Engineering

Prompt Caching: How We Cut Claude API Costs by 90% in Production

2026-05-17 Updated 2026-05-27 8 min read

Prompt caching is the single highest-leverage optimization for any production system running on Claude — done right, it cuts input token costs by ~90% and trims latency by up to 80% on cached prefixes. We use it on every agentic system we ship, and on long-running workloads it's the difference between a margin-positive product and one that quietly burns the runway.

This post is the version of prompt caching we wish existed when we started: what it actually is at the protocol level, where the sharp edges are, the four mistakes that silently kill your cache hit rate, and the architectural patterns we use across our AI integration services work to make caching the default rather than an afterthought.

What prompt caching actually is (at the protocol level)

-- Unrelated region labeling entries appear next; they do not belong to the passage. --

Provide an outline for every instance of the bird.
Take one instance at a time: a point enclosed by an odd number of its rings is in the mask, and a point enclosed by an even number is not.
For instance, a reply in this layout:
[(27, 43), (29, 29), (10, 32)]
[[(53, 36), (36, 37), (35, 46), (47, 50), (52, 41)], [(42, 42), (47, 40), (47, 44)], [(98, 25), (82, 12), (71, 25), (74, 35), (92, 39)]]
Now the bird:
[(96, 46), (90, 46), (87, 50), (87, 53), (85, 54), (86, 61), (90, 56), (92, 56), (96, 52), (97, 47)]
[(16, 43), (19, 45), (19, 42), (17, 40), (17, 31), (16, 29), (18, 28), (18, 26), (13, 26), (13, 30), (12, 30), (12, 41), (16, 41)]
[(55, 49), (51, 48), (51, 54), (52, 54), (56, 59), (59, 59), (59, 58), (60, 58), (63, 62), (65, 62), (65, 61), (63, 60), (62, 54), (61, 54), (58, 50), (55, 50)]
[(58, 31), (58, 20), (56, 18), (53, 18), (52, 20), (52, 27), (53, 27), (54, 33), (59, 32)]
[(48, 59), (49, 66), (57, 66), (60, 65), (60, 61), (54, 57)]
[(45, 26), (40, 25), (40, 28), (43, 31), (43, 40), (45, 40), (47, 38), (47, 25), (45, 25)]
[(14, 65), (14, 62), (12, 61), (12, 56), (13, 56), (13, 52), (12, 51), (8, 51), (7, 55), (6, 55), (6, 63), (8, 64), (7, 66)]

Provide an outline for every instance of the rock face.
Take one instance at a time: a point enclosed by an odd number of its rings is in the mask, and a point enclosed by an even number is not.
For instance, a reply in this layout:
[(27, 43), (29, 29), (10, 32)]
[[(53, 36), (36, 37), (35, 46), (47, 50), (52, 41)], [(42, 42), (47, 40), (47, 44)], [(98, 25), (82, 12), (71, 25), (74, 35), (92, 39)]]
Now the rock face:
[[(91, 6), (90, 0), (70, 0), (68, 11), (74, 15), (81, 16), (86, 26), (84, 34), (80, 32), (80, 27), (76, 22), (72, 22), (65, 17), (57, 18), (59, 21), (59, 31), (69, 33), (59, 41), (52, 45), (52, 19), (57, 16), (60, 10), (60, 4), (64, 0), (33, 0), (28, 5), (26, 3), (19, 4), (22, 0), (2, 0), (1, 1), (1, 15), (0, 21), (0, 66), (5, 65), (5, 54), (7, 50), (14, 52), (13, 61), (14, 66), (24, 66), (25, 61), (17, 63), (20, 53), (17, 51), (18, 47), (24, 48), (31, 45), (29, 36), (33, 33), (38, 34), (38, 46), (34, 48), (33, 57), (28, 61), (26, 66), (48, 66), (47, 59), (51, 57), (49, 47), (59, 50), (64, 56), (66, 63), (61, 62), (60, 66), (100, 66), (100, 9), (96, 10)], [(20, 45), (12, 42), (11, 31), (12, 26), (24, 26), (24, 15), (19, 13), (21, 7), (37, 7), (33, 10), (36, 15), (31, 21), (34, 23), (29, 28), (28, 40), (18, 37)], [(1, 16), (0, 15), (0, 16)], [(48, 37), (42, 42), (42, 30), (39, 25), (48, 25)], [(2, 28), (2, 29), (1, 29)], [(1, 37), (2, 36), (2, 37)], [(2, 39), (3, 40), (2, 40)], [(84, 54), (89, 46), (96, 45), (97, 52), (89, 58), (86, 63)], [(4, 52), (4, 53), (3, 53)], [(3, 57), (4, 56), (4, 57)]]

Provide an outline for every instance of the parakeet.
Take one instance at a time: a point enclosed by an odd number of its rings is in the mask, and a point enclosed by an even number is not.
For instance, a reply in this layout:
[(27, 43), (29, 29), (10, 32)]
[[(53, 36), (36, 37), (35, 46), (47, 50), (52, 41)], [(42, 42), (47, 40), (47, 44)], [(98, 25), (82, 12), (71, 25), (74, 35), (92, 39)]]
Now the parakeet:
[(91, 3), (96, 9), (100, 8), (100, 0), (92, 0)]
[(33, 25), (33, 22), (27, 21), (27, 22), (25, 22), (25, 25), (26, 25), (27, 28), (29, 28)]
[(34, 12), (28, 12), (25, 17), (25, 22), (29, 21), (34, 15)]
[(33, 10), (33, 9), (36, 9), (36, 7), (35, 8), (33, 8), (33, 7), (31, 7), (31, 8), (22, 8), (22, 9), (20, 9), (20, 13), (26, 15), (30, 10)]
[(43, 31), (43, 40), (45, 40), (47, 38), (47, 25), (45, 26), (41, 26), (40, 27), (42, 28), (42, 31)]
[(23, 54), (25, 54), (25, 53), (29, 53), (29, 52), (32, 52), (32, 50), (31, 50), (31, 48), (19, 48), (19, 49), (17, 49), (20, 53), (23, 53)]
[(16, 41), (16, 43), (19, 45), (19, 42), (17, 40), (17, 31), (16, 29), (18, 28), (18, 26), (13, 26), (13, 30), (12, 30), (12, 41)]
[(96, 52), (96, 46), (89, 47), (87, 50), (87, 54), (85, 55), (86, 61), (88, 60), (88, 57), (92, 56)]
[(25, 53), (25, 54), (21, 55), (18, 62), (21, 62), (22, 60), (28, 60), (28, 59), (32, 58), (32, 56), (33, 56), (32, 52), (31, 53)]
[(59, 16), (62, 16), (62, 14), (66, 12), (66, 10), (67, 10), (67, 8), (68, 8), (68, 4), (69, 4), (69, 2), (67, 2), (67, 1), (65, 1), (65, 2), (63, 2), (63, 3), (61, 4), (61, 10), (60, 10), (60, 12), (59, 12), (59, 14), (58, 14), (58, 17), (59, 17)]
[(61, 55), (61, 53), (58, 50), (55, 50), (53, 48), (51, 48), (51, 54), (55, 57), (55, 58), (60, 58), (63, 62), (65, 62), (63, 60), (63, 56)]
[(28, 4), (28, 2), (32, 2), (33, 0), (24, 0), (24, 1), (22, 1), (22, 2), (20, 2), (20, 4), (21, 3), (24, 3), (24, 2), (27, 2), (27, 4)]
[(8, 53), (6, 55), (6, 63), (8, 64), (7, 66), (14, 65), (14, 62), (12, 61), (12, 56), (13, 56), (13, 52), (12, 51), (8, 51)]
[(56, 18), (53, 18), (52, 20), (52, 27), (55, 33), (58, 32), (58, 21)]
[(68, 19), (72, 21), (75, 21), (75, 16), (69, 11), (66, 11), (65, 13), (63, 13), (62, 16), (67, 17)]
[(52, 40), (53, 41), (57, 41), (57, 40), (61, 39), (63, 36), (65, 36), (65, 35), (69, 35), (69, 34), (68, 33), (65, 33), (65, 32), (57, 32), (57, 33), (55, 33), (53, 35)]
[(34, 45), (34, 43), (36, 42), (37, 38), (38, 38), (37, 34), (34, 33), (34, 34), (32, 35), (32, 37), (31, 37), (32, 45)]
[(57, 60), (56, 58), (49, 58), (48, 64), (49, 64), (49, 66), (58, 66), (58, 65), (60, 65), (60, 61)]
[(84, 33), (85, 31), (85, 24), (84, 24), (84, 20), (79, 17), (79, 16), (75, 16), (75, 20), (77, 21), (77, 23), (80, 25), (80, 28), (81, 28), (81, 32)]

Prompt caching lets you mark a stable prefix of your prompt — system instructions, tool definitions, RAG context, conversation history — so Anthropic stores the model's internal representation of those tokens server-side. On subsequent requests with the same prefix, the model skips re-processing it. You pay roughly 10% of the normal input price for cached reads, and the prefix loads almost instantly.

The mechanism is a single field, cache_control: {"type": "ephemeral"}, attached to a content block. Up to 4 cache breakpoints per request. Cache writes cost 1.25x normal input tokens, cache reads cost 0.1x. The default TTL is 5 minutes, refreshed on every hit; a 1-hour TTL is available at 2x the write surcharge.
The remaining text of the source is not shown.